What, exactly, would that disruption look like in a college composition class? Or any core class, for that matter? Would the BW, confused or a bit uneasy about an assignment, throw up their hands, berate the professor and leave? Would their mere presence cause the disturbance? Are traditional students disturbed by the otherness of non-traditional students?

Okay, Basic Writers are a disturbance.

So, hide them in a little room all together, and they can disturb each other in there.

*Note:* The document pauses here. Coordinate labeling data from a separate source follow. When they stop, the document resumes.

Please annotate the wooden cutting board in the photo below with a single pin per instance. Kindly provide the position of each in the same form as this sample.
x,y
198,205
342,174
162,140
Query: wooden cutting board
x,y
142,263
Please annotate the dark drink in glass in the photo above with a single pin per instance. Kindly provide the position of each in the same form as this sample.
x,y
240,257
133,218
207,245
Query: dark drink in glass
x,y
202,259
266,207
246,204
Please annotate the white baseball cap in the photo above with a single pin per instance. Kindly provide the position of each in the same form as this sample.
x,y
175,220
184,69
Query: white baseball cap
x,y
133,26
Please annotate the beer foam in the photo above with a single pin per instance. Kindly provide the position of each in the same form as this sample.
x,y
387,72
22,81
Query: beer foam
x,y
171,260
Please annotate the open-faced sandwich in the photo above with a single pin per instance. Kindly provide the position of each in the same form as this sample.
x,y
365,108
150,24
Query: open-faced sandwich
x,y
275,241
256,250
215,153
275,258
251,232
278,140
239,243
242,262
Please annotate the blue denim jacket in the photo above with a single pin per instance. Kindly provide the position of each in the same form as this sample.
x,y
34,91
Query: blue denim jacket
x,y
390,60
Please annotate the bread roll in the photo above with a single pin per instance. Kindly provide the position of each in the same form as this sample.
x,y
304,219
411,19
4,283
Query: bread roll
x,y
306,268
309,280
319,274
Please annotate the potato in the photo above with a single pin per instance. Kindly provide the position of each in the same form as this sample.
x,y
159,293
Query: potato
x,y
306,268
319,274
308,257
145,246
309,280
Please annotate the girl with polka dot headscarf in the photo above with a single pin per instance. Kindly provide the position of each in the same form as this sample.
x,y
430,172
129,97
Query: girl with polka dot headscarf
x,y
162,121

Fix them, clean them up and teach them how to sound, look, act, BE like the ones they disturbed so easily and then send them back out; now unidentifiable from the rest the educational narrative can continue – no potty breaks or questions about plot or concern over a thread in the carpet.

rant, Mere, rant.

Adler-Kassner’s comparison of the Public Discussion to the Academic one was really interesting. We’ve talked about how the state can mandate remedial courses and how they are credited; how the academy doesn’t have access to the standardized tests that often place students into their programs; how public voice drives and [sometimes] changes the policies that govern the academy… and yet the public don’t know what they’re talking about. So the reality of the programs are threatened by the dated perceptions of politicians and thrice removed used-to-be educators. There’s a saying I love by Agi Mishol: “The more I talk about this, the less I actually say”

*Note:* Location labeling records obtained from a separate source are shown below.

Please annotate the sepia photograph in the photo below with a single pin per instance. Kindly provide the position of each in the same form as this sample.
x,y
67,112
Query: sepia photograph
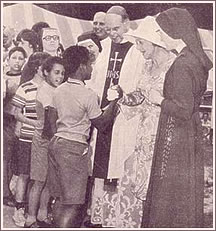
x,y
107,115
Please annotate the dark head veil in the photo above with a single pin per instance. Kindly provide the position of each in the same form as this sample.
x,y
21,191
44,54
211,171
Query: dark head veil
x,y
179,24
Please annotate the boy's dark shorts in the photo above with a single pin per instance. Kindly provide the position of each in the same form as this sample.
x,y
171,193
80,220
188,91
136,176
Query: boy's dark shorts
x,y
23,157
67,170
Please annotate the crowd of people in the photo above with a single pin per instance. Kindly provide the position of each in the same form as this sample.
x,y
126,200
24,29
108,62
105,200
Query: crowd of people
x,y
107,130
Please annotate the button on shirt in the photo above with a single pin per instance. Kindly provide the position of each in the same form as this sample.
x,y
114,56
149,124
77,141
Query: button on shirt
x,y
75,105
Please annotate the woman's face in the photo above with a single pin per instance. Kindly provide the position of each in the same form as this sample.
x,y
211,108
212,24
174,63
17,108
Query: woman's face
x,y
169,42
50,40
145,47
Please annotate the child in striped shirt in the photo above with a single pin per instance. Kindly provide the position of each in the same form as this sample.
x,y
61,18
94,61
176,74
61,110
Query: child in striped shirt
x,y
25,102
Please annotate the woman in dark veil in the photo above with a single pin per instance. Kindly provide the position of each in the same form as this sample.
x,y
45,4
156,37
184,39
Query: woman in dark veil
x,y
175,195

Also, on a completely un-related and irreverent note, Why do they change the name from Jaime to Jason (p.4) and shouldn’t this sentence on the bottom of p.6 read “to question the definitions…” Obviously the writers were encouraged about their theme and content (which is effective and well-written) but perhaps if one of their proof-readers had done a little editing… I know, I know. I’m obnoxious.

Anne Ries

In Adler-Kassner and Harrington's first chapter we are provided with what was once the working title of their book, "Listening to Learn." While they discuss how they moved away from that title and provide us with a break down of each chapter of the book, I am still confused as to why they titled the book "Basic Writing as a Political Act." Whose political act? The teachers? The students? The media? All? It's very ambiguous. Whose basic writing? This may sound a little nit-picky of a thing to focus on, but seriously, if you are going to name something as charged as "Basic Writing as a Political Act," then justify it.

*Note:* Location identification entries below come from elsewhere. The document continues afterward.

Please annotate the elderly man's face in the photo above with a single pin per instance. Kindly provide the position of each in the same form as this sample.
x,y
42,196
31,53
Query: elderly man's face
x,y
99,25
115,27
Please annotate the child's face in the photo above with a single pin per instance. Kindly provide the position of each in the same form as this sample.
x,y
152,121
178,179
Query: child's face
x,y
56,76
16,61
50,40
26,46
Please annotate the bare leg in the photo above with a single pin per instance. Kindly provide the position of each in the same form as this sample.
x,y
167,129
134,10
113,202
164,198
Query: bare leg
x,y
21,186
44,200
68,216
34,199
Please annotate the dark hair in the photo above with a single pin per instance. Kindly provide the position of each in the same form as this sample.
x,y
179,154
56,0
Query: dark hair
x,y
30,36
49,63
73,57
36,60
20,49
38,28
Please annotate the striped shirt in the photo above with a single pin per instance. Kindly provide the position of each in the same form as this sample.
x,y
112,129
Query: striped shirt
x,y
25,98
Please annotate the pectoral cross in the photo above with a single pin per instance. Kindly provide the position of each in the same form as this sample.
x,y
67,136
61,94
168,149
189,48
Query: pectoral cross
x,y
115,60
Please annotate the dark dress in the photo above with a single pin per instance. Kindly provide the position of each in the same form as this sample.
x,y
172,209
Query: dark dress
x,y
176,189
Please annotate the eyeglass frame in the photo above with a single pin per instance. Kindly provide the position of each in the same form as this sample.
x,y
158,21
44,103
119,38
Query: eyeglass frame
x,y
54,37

The authors state that "We realized having conversations with students - about how they thought about writing and reading, what they expected to learn in basic writing courses, how they thought about their own writing and reading, what they expected to encounter in college classes, and where they ideas they had about these things came from - was important to s as basic writers" (2). These concepts sound like the basic values of most comp teachers who practice pedagogies like liberatory learning, feminist pedagogy, and all those fun touchy-feely guys. (Just kidding). I can understand where these pedagogies could be politicized, but I still don't understand what they mean by basic writing as a political act.

"Many of these articles sugges that students in basic writing classes have the potential to disrupt a significant narrative in U.S. educations, and the jo of basic writing programs should be to prevent that disruption." Adler-Kassner and Harrington's discussion about how people outside of the university view basic writing continues to interest me (especially after reading about CUNY in NY and General College). It seems so easy to blame basic writers, precisely because they don't meet the oh so serious normalcy standards. But it doesn't fix anything. Blaming basic writers will lead politically to the cutting back of funding for basic writing classes. Cutting back basic writing funding in institutions that do not mainstream basic writers could mean the loss of millions of college students. College students who may never be a part of the narrative. (Any narrative) It's frustrating to think about.